[net.math] multiple-precision arithmetic

bs@faron.UUCP (Robert D. Silverman) (11/16/84)

	I have implemented both in C and in VAX assembler a set of
multiple precision arithmetic routines which are quite fast. Using
them I have also implemented numerous state-of the art factorization
and prime testing routines including the Continued Fraction Algorithm,
Pollard P-1 and P+1, Pollard Rho, and primality testing based upon
Lucasian criteria. They are all quite fast and I believe that they
run about as fast as possible on the VAX. The continued fraction
program, for example, factors typical 40 digit numbers in about an
hour, and 50 digits numbers in about 35 hours. 
	The key problems involved in implementing multi-precision
routines on the VAX is the high cost of subroutine calls and the
relatively slow speed of the EMUL and EDIV instructions.
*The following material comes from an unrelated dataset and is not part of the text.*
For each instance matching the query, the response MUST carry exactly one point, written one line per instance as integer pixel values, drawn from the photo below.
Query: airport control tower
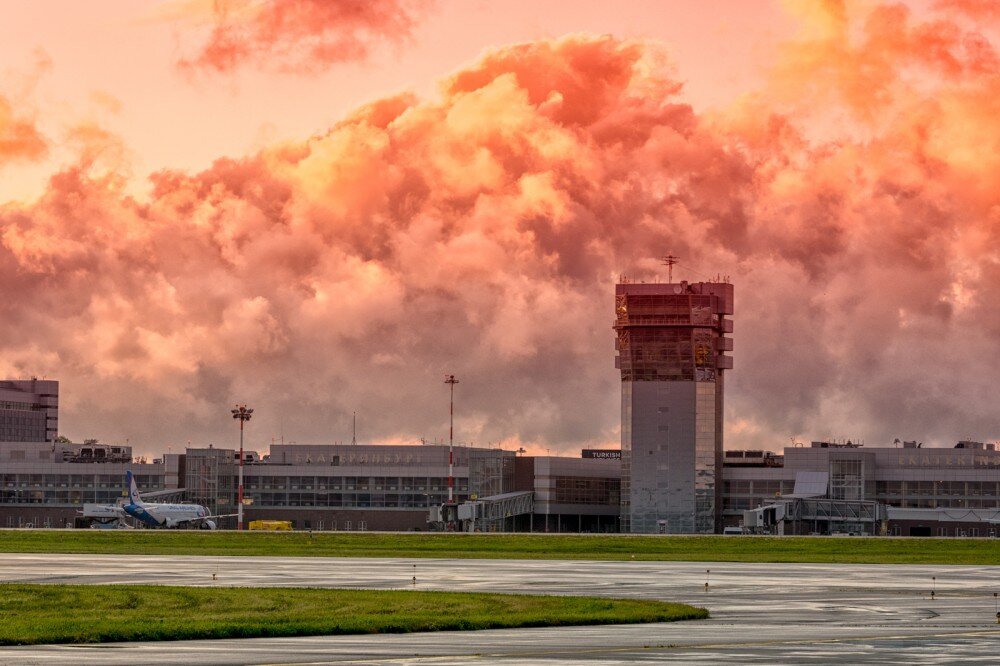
(671, 343)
A typical
CALLS instruction on the VAX with 3 arguments takes about 15 usec
to execute. Thus, calling a routine to (say) add 2 multi-precise numbers
is quite expensive. The EMUL instruction takes slightly less than 7 usec
to multiply 2 32 bit numbers giving a 64 bit product and EDIV takes
about 12 usec to divide a 64 bit number by a 32 bit number. One
cannot generate code to utilise EDIV and EMUL from C so the low level
arithmetic primitives must either be done in assembler, or you restrict
yourself to working in radix 2^15 so you can multiply 2 integers without
overflow.
	I would be happy to privately respond to any queries.
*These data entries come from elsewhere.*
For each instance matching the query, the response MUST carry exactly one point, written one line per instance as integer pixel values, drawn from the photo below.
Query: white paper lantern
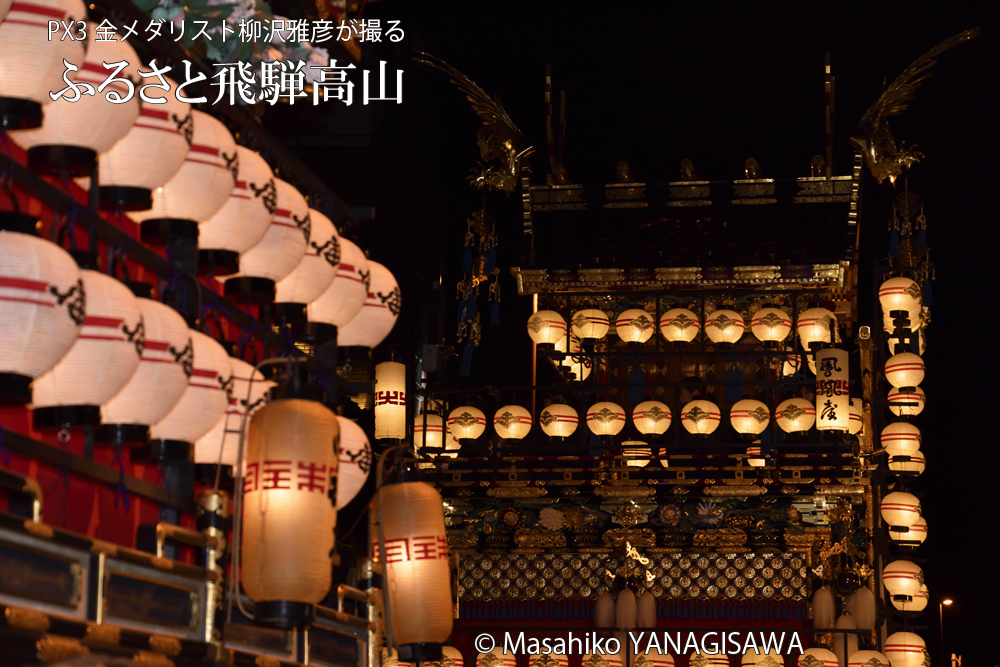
(590, 323)
(163, 372)
(318, 268)
(378, 315)
(42, 308)
(679, 325)
(724, 326)
(246, 216)
(700, 417)
(635, 326)
(390, 400)
(466, 423)
(204, 182)
(749, 417)
(347, 293)
(558, 420)
(92, 122)
(512, 422)
(104, 356)
(795, 415)
(221, 445)
(355, 461)
(206, 398)
(651, 417)
(546, 327)
(606, 418)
P.S.	I am also currently engaged in implementing the new Cohen-Lenstra
	prime testing algorithm and would like to hear from anyone who is
	interested in it.

keith@reed.UUCP (Packard) (11/29/84)

I have a very good use for multi precision arithmetic.  I have already
written my own (not the best but functional) in C for the VAX as a
part of a package that includes a pseudo machine that executes code
generated by a compiler doing multi precision rational arithmetic.

The compiler accepts a large subset of C as input.

The pseudo machine is implemented as a stack machine with several
built in functions: scanf, printf, gcd, ...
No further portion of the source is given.